Foto: AP/Kayhan Ozer

Ankara – Der türkische Staatspräsident Recep Tayyip Erdoğan hat an Musliminnen appelliert, zu heiraten und Kinder zu zeugen. "Was sagen mein Gott und unser Prophet? Der Befehl ist klar und deutlich. Vermählt euch, heiratet und vermehrt euch", sagte Erdoğan am Freitag im Präsidentenpalast in Ankara vor jungen Frauen aus 50 muslimischen Staaten.

"Es ist Pflicht eines Muslims, sich zu vermehren." Zugleich betonte er, dass Musliminnen nicht auf die Mutterrolle beschränkt sein müssten. "Die muslimische Frau ist nicht nur eine gute Mutter, sondern wenn nötig auch eine bahnbrechende Wissenschafterin, Politikerin, Lehrerin und sogar eine kühne Kriegerin."

Kritik von Anhängern des säkularen Atatürks

Wenige Stunden zuvor hatte Erdoğan noch versucht, Anhänger des säkularen Republikgründers Mustafa Kemal Atatürk zu umwerben – die seine Aussagen zur muslimischen Frau mit Befremden aufnehmen dürften. Atatürk, der am 10. November vor 79 Jahren verstorben war, hatte die Türkei nach Westen ausgerichtet.

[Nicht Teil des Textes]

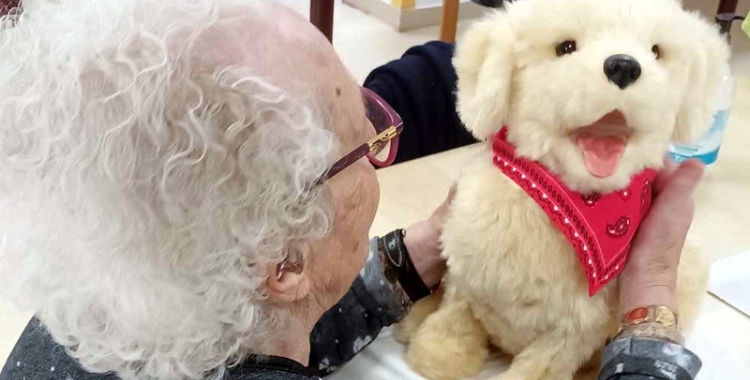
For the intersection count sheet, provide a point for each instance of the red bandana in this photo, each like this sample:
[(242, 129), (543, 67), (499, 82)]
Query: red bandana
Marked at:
[(599, 227)]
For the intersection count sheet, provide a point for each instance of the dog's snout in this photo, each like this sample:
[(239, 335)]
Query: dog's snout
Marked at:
[(622, 70)]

Säkulare Kritiker werfen Erdoğan seit Jahren vor, das Rad zurückdrehen zu wollen und die Türkei zu islamisieren. In jüngster Zeit ist aber zu beobachten, dass Erdogan den Gründer der Republik und deren ersten Präsidenten wieder verstärkt in den Vordergrund stellt.

Erdoğan lobt Atatürk

Zum Todestag lobte Erdoğan Atatürk nun in den höchsten Tönen. Er sprach von der "unendlichen Achtung unseres Volkes" für den "Gründungsvater unserer Geschichte". Und Erdoğan nutzte die Gelegenheit, um die wichtigste Oppositionspartei – die von Atatürk gegründete CHP – in ihrem Kernverständnis anzugreifen: Er sprach der kemalistischen Partei das Recht ab, Hüterin von Atatürks Erbe zu sein. Im Gegenteil: Die von der CHP betriebene Politik habe nichts mit dem "Atatürk in den Herzen unseres Volkes" zu tun, sagte er. Man werde nicht erlauben, dass die CHP "unserem Volk Atatürk stiehlt".

Die CHP hält die neue Vereinnahmung Atatürks durch den islamisch-konservativen Präsidenten für ein durchsichtiges Manöver: Die Partei wirft Erdogan vor, seine plötzliche Zuneigung zu Atatürk aus wahltaktischen Gründen entdeckt zu haben. Auslöser seien Umfragewerte und der nur knappe Sieg Erdoğans beim Verfassungsreferendum zum Präsidialsystem im vergangenen April, meinte am Freitag Vize-Fraktionschef Özgür Özel. Erdoğans "Liebe" zu Atatürk komme "nicht von Herzen, sondern von Umfragen".

Wahltaktik von Erdoğan

In zwei Jahren stehen Präsidentschafts- und Parlamentswahlen an, mit denen die Einführung des von Erdoğan betriebenen Präsidialsystems in der Türkei abgeschlossen werden soll. Erdoğan hat ambitionierte Ziele vorgegeben: "50 Prozent plus 1" Stimme, und zwar sowohl für sich selber als auch für seine AKP. Umfragen zufolge wird das kein Selbstläufer: Die Zustimmungswerte des Präsidenten lagen Ende Oktober nach einer Befragung des Instituts Metropoll bei nur 46,3 Prozent, der schlechteste Wert seit dem Putschversuch im Sommer 2016.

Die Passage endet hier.